Of course, there’s a bit of a problem here, because the CCDE doesn’t have one blueprint. In fact, the CCDE has four blueprints, or four axes on which candidates and content are measured. Over the next several weeks, I’d like to discuss each of these blueprints in some detail so you get a better feel for how this certification is structured –because the CCDE isn’t so much a technology certification as it is a mindset and skill set certification.
Let’s start with availability, the first of the five domains.
Availability is most easily defined in terms of 9’s. And resiliency means redundancy, right? Not so fast… Availability is actually a rather delicate balance between redundancy, fast convergence, security, and serviceability. Redundancy doesn’t do any good unless you can switch to the redundant links quickly. Redundancy is a positive harm if it causes control plane convergence to become the slowest component in the switchover. There’s no point in having a really low mean time between failures if you don’t have a really low mean time to repair to match. One 504,000 minute outage a year still means 0% availability.
Availability doesn’t always show up as a simple redundancy issue on the CCDE; it might show up as too much redundancy as well as too little, not enough manageability as well as too much, or even as too much or too little security.
For example, suppose you are faced with the problem of placing multiple data centers (okay, okay, distributed private cloud locations!) someplace on the East Coast of the United States. It’s obvious that you should avoid putting to data centers within the path of a single potential hurricane –but should you worry about a hurricane and an earthquake happening within a week of one another? Should we choose locations for the worst case scenario, or for the most likely one?
Or assume, for a moment, that you are dealing with an application failure caused by a slow switchover between two paths in the network. Is the right solution to simply add a third path in parallel?

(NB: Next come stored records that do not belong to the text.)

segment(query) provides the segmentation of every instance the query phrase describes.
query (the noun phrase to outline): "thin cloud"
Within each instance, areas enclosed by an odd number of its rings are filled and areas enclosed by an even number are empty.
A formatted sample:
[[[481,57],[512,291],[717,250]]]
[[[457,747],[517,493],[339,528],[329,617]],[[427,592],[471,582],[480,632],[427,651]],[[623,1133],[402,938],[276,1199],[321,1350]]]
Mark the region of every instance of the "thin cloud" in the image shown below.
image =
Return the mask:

Or what if you’re asked to build a campus network with wireless links? Should you plan a second wireless network to back up the first, or is it likely that multiple wireless links will fail in the same physical location for the same reason? To put it another way, would multiple wireless links tend to fate share for the same physical conditions?

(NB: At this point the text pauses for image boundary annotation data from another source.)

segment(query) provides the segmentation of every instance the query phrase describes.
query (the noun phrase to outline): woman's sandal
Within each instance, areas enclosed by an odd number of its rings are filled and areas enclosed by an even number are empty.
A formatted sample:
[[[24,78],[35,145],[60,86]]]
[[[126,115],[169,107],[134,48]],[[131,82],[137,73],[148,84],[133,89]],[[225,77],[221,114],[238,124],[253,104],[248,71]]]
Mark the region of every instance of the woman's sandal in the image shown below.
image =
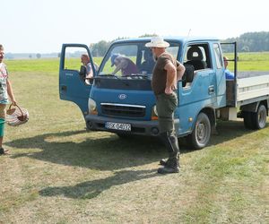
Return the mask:
[[[8,150],[4,150],[4,148],[0,148],[0,155],[8,155],[8,154],[9,154]]]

Clearly there’s no easy answers to these sorts of questions –but there are some solid questions you can ask yourself to find a path to the right answer.
Will adding more redundancy here make convergence slower, or faster?

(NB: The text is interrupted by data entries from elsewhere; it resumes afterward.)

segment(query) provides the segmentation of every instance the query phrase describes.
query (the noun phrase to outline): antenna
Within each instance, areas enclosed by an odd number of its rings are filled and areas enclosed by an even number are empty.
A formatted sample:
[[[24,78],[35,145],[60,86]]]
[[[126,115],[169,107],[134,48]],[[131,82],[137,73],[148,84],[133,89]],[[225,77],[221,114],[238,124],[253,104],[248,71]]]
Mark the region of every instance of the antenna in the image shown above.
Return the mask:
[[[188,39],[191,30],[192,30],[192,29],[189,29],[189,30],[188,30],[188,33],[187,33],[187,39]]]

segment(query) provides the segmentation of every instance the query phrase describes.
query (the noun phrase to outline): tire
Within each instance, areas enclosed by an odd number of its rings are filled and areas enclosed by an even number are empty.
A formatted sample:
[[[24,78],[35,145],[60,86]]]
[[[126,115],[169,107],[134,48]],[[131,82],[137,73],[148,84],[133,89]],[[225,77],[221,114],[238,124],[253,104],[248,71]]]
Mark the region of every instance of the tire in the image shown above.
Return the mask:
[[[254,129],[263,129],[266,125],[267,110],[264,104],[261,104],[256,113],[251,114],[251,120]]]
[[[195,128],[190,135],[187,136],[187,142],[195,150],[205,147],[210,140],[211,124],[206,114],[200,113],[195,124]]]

Will the added redundancy fate share with the existing path or link?
What’s the tradeoff between complexity (including mean time to repair) and this fast convergence mechanism in this specific situation?
What do the applications really need? Is there really a requirement for sub-one second convergence here? What is “good enough?”
By the time we’re done, you’re most likely going to have a long list of these sorts of questions to ask yourself when looking at each question on the practical. Asking these same questions in real life will make you a better designer –and isn’t that the goal of a certification? To show you where you need to grow and learn to reach that next rung?